BM25 returns high scores for English-heavy documents when query contains English tokens in Chinese-English mxied chunks (enable GSE)

Carloszone · February 28, 2026, 7:03pm

Description

I’m encountering unexpected behavior when using BM25 (BM25F) for keyword retrieval in a Chinese + English mixed corpus. I’d like to confirm whether this is expected behavior or a tokenizer/index configuration issue.

Relevant text properties use:

tokenization = gse
indexSearchable = true

Observed behavior

When the query contains English tokens (e.g. SELECT 文本段落 ), documents that contain large amounts of English text receive disproportionately high BM25 scores, even when they are semantically irrelevant.

Explain score findings

Using explain_score, I observed that the query appears to be tokenized into both word-level and character-level tokens.

Example (simplified):

BM25F_select_frequency:100
BM25F_s_frequency:39
BM25F_e_frequency:29
BM25F_l_frequency:108
BM25F_c_frequency:10
BM25F_段落_frequency:145
BM25F_本_frequency:48

This suggests:

English words are indexed both as whole tokens (select) and individual characters (s, e, l, c, t)
Chinese text is also partially indexed at character level

Because single-character tokens occur very frequently, English-heavy documents accumulate large BM25 scores.

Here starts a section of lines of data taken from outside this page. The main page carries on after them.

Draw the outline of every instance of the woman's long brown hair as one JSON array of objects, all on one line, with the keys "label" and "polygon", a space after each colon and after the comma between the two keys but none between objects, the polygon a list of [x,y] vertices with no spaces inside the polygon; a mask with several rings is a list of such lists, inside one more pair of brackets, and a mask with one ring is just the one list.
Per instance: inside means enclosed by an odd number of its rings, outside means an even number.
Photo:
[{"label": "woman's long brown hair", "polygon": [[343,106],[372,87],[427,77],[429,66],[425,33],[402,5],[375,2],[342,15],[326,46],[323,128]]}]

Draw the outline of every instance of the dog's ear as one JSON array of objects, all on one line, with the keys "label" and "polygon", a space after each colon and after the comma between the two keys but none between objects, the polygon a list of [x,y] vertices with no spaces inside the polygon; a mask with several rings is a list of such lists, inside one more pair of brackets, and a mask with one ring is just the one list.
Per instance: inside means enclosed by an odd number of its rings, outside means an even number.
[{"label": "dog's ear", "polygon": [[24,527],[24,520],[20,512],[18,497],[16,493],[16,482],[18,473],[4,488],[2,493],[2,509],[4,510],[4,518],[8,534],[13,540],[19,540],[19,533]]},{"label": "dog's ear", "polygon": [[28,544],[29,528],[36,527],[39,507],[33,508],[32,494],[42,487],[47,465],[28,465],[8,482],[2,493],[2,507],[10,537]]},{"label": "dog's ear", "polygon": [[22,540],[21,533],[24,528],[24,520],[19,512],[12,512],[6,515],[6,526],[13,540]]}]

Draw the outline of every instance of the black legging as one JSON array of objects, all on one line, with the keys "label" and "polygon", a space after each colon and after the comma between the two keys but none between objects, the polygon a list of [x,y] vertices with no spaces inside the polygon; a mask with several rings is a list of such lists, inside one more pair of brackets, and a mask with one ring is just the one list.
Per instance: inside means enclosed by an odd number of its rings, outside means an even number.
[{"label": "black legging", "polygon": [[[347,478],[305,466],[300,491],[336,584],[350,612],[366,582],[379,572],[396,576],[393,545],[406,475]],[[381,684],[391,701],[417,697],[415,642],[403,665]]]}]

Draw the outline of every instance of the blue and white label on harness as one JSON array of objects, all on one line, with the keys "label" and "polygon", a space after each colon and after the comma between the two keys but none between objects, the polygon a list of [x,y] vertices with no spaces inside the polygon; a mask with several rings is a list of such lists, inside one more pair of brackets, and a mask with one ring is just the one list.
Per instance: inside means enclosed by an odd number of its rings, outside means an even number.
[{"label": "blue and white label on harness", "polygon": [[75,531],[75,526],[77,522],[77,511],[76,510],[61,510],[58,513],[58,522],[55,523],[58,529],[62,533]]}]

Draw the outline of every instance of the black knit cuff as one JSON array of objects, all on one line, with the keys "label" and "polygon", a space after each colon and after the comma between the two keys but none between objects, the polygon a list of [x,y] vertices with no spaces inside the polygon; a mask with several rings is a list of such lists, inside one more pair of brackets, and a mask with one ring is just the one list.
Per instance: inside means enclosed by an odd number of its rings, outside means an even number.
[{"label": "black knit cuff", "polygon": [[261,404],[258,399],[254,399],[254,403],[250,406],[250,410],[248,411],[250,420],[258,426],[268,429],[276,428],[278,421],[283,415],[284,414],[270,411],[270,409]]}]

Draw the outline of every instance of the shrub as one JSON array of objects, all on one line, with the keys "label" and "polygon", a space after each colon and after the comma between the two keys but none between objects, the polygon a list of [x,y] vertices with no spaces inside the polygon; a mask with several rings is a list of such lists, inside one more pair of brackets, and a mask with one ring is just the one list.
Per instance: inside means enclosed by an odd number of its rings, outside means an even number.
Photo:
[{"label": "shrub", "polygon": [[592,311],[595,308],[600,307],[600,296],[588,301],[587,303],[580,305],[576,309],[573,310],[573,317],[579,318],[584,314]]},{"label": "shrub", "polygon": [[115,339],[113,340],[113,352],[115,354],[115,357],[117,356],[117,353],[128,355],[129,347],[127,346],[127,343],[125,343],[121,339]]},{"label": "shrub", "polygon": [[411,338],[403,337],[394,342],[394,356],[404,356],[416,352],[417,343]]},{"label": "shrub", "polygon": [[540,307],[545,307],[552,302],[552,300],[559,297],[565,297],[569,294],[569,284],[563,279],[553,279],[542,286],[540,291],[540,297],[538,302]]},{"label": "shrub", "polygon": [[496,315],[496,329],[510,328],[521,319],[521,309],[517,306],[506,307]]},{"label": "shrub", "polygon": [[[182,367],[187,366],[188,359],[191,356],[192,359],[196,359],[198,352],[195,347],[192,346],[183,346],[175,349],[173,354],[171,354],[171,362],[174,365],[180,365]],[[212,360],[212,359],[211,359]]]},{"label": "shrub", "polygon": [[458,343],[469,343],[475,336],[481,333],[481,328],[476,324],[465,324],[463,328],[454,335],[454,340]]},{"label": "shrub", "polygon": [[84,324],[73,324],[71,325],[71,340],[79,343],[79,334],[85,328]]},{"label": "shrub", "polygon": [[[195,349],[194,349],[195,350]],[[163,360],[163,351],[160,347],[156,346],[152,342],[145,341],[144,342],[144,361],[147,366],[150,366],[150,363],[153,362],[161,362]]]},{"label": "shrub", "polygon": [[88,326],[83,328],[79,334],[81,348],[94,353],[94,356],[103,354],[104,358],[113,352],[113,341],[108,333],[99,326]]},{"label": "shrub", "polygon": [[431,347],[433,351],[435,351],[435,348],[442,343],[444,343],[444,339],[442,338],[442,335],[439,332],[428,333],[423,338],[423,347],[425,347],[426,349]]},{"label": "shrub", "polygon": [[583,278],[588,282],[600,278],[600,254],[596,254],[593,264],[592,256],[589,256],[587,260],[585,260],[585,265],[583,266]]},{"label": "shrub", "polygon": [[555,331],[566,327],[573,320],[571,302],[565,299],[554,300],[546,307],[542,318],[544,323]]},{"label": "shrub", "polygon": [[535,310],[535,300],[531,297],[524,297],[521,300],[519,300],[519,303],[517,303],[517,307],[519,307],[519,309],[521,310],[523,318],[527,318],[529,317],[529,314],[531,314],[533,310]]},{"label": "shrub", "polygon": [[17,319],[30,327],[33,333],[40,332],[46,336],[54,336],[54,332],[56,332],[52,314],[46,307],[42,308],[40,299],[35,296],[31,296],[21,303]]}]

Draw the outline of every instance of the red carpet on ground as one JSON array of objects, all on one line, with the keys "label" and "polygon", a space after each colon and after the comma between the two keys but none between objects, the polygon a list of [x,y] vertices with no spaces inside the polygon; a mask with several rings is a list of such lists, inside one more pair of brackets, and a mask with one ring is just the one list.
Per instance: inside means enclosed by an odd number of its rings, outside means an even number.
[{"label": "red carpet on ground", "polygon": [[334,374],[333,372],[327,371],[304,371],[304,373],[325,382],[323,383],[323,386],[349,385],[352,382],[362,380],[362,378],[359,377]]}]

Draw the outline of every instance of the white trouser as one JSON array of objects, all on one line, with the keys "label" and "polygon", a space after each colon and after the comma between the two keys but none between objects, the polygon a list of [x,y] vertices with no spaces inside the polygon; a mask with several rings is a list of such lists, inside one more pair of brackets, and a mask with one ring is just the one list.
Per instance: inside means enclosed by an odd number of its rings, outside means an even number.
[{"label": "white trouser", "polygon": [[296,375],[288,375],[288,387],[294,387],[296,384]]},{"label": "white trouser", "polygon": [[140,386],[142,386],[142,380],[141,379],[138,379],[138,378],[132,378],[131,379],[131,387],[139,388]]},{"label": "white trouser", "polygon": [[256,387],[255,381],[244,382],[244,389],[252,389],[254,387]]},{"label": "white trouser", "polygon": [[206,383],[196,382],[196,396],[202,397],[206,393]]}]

I guess the GSE tokenization setting cause the issue, but that is recomonded tokenization in Chinses or Janpanese text.

What I already tested

Spaces in the query do not affect results significantly
Lowercasing English tokens does not solve the issue
Behavior appears strongly correlated with English token presence

Expected behavior

I would expect BM25 ranking to rely primarily on meaningful tokens (words or segmented phrases), not character-level matches that dominate scoring.

Questions

Is it expected that gse tokenization produces character-level tokens that participate in BM25 scoring?
Is BM25F designed to use both word-level and character-level tokens simultaneously?
What is the recommended tokenizer for BM25 in mixed Chinese + English corpora?

gse
trigram
word
Separate BM25 field without GSE?

Is it a recommended pattern to maintain separate fields for:

semantic embedding (GSE)
keyword BM25 (non-GSE tokenizer)?

Are there ways to reduce the impact of single-character tokens on BM25 scoring?

Goal

I want keyword retrieval to:

Work well for Chinese queries
Not over-score documents simply because they contain large amounts of English text
Avoid heavy query routing or custom filtering logic

Any guidance or best practices would be greatly appreciated.

Thanks!

Server Setup Information

Weaviate Server Version:1.31.2
Deployment Method: docker
Multi Node? Number of Running Nodes: 1 node
Client Language and Version: 4.15.2
Multitenancy?: No

Any additional Information

Code blocks:

        res_keywords = self.db_instance.child_collection.query.bm25(
            query="SELECT 文本段落",  # I  tried "SELECT文本段落" to check if " " caused this issue
            return_properties=['parent_uuid', 'content', "file_id", "content_chapter_info", "file_name"],
            return_metadata=MetadataQuery(distance=True, score=True, explain_score=True),
            limit=max_return_limit,
            filters=file_id_filter)
        
        for i, obj in enumerate(res_keywords.objects[:10], 1):
            print("="*10)
            print(f"[{i}] score={getattr(obj.metadata, 'score', None)}  distance={getattr(obj.metadata, 'distance', None)}")
            explain = getattr(obj.metadata, "explain_score", None) or getattr(obj.metadata, "explainScore", None)
            print("EXPLAIN:\n", explain)

DudaNogueira · March 2, 2026, 2:31pm

Hi @Carloszone !!

This is the expected behavior. GSE produces both word-level and character-level tokens, and BM25F uses all tokens for scoring. Character tokens like ‘s’, ‘e’, ‘l’ appear frequently in English text, causing high scores for English-heavy documents.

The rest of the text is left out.